Comecemos pelas imagens feitas das palavras que dão título a esse texto. Democracia pode ser considerada uma forma política em que o poder aparece horizontalizado e, portanto, partilhado entre os indivíduos de um determinado grupo. Essa forma de organização social e política, ao diluir o poder e, portanto, descentralizá-lo, é também aquela que, associada ao Estado de Direito, limita o poder. Por definição, seu conteúdo carrega, assim, um sentido diametralmente oposto à arbitrariedade, ao abuso e ao autoritarismo.
Esse sentido – que é moderno e só se apreende com o enlace desta forma política à autonomia do Direito – encerra a fórmula mais ou menos bem-sucedida a vigorar no Ocidente desde o fim da Primeira Grande Guerra, com mais fôlego após o Segundo Grande Conflito. É bem verdade que, entre seus (muitos) problemas, o partilhamento do poder também vem carregando um certo esvaziamento de conteúdo.
É o que a atualidade não nos cansa de mostrar. O poder sem rosto de que fala Claude Lefort tem empilhado crises cada vez mais frequentes. E não apenas no Brasil. Essas crises são bem marcadas por polarização e transbordamento das regras do jogo eleitoral, numa clara tentativa de novamente ver verticalizado o poder, mas não apenas. Como democracia e Estado de Direito convivem com outras formas de vida, como o capitalismo e o neoliberalismo, por exemplo, também é verdade que a concentração econômica tem predado as bases dos sistemas democráticos pelo globo. Esse talvez seja – de todos – o desgaste mais significativo. E preocupante.

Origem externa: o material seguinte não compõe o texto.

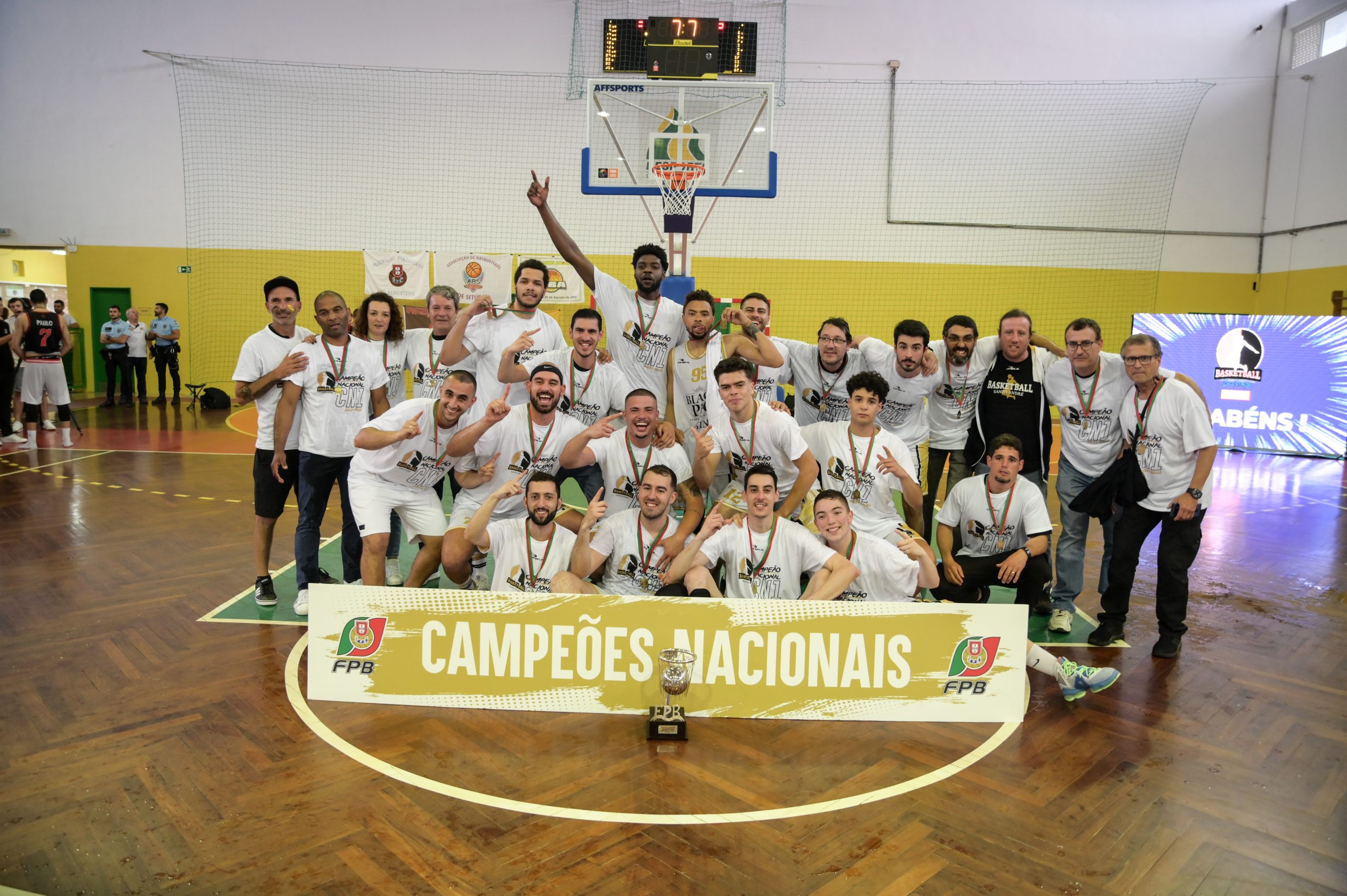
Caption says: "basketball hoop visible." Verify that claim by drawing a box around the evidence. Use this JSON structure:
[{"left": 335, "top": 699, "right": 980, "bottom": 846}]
[{"left": 650, "top": 162, "right": 706, "bottom": 218}]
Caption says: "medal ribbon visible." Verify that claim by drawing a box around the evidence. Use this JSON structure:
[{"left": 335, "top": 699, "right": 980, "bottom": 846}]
[
  {"left": 1071, "top": 368, "right": 1099, "bottom": 416},
  {"left": 944, "top": 353, "right": 972, "bottom": 408},
  {"left": 323, "top": 336, "right": 350, "bottom": 387},
  {"left": 730, "top": 396, "right": 775, "bottom": 479},
  {"left": 524, "top": 520, "right": 556, "bottom": 588},
  {"left": 1131, "top": 377, "right": 1165, "bottom": 439},
  {"left": 743, "top": 516, "right": 781, "bottom": 578},
  {"left": 846, "top": 426, "right": 880, "bottom": 490},
  {"left": 622, "top": 432, "right": 655, "bottom": 492},
  {"left": 636, "top": 514, "right": 669, "bottom": 572},
  {"left": 567, "top": 349, "right": 598, "bottom": 411},
  {"left": 982, "top": 473, "right": 1020, "bottom": 535}
]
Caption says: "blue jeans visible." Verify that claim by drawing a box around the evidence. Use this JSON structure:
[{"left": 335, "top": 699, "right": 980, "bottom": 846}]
[
  {"left": 295, "top": 451, "right": 364, "bottom": 588},
  {"left": 1052, "top": 456, "right": 1122, "bottom": 612}
]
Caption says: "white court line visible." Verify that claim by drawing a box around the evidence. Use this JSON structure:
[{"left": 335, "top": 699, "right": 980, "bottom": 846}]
[
  {"left": 197, "top": 532, "right": 341, "bottom": 628},
  {"left": 0, "top": 449, "right": 113, "bottom": 476},
  {"left": 286, "top": 632, "right": 1029, "bottom": 824}
]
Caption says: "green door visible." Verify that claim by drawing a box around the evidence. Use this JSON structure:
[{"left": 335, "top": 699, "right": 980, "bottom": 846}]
[{"left": 82, "top": 286, "right": 130, "bottom": 392}]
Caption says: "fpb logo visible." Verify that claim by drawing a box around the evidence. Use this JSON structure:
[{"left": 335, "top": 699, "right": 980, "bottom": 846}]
[{"left": 950, "top": 636, "right": 1001, "bottom": 678}]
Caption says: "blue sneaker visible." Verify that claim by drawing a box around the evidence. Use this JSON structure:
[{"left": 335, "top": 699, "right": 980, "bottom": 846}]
[{"left": 1061, "top": 658, "right": 1122, "bottom": 701}]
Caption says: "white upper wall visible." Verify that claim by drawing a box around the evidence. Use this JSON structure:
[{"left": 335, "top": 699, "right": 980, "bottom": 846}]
[{"left": 0, "top": 0, "right": 1331, "bottom": 271}]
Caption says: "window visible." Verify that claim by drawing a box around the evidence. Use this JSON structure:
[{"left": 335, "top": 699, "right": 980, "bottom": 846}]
[{"left": 1290, "top": 9, "right": 1347, "bottom": 69}]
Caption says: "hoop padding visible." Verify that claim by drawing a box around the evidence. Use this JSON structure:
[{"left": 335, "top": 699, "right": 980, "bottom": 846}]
[{"left": 650, "top": 162, "right": 706, "bottom": 214}]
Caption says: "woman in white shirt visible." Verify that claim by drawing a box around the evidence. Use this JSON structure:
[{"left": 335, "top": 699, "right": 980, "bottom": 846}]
[
  {"left": 127, "top": 308, "right": 149, "bottom": 404},
  {"left": 351, "top": 293, "right": 407, "bottom": 586}
]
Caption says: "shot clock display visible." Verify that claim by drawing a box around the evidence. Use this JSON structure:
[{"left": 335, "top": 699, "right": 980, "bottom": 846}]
[{"left": 604, "top": 16, "right": 757, "bottom": 79}]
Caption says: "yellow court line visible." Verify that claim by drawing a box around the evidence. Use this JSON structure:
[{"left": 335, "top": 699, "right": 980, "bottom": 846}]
[
  {"left": 286, "top": 632, "right": 1029, "bottom": 824},
  {"left": 0, "top": 449, "right": 112, "bottom": 476}
]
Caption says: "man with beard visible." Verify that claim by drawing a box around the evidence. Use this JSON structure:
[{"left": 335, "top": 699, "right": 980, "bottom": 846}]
[
  {"left": 271, "top": 291, "right": 388, "bottom": 616},
  {"left": 552, "top": 464, "right": 678, "bottom": 594},
  {"left": 738, "top": 293, "right": 791, "bottom": 401},
  {"left": 931, "top": 435, "right": 1052, "bottom": 606},
  {"left": 443, "top": 259, "right": 574, "bottom": 404},
  {"left": 813, "top": 490, "right": 940, "bottom": 601},
  {"left": 861, "top": 320, "right": 941, "bottom": 517},
  {"left": 692, "top": 358, "right": 819, "bottom": 517},
  {"left": 496, "top": 308, "right": 626, "bottom": 499},
  {"left": 664, "top": 290, "right": 785, "bottom": 445},
  {"left": 528, "top": 171, "right": 684, "bottom": 416},
  {"left": 1087, "top": 333, "right": 1217, "bottom": 659},
  {"left": 664, "top": 464, "right": 859, "bottom": 601},
  {"left": 800, "top": 370, "right": 921, "bottom": 545},
  {"left": 443, "top": 364, "right": 585, "bottom": 588},
  {"left": 347, "top": 370, "right": 495, "bottom": 588},
  {"left": 562, "top": 389, "right": 706, "bottom": 568},
  {"left": 403, "top": 286, "right": 476, "bottom": 399},
  {"left": 781, "top": 318, "right": 866, "bottom": 426},
  {"left": 465, "top": 471, "right": 575, "bottom": 593},
  {"left": 232, "top": 276, "right": 313, "bottom": 606}
]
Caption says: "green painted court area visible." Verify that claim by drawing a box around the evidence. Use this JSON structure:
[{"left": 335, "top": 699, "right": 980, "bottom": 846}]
[{"left": 202, "top": 481, "right": 1104, "bottom": 647}]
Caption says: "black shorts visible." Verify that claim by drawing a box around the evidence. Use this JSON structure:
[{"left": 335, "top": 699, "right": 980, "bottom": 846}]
[{"left": 253, "top": 449, "right": 299, "bottom": 520}]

Por quê? Porque uma vez anabolizada essa espécie de predação econômica, o poder horizontalizado das democracias – plástico que é – daria lugar a um novo tipo de exercício, cada vez mais concentrado nas mãos de elites econômicas. E “isso” – que parece tão mais vivo e cotidiano frente aos melhores sentidos para a democracia atualmente – tem nome: plutocracia.
Bem formatada na ideia de um sistema de governo ou de uma sociedade na qual o poder é concentrado nas mãos de um pequeno grupo de indivíduos extremamente ricos, a plutocracia vê no poder econômico e na influência financeira os principais fatores para a tomada de decisão política e distribuição de recursos.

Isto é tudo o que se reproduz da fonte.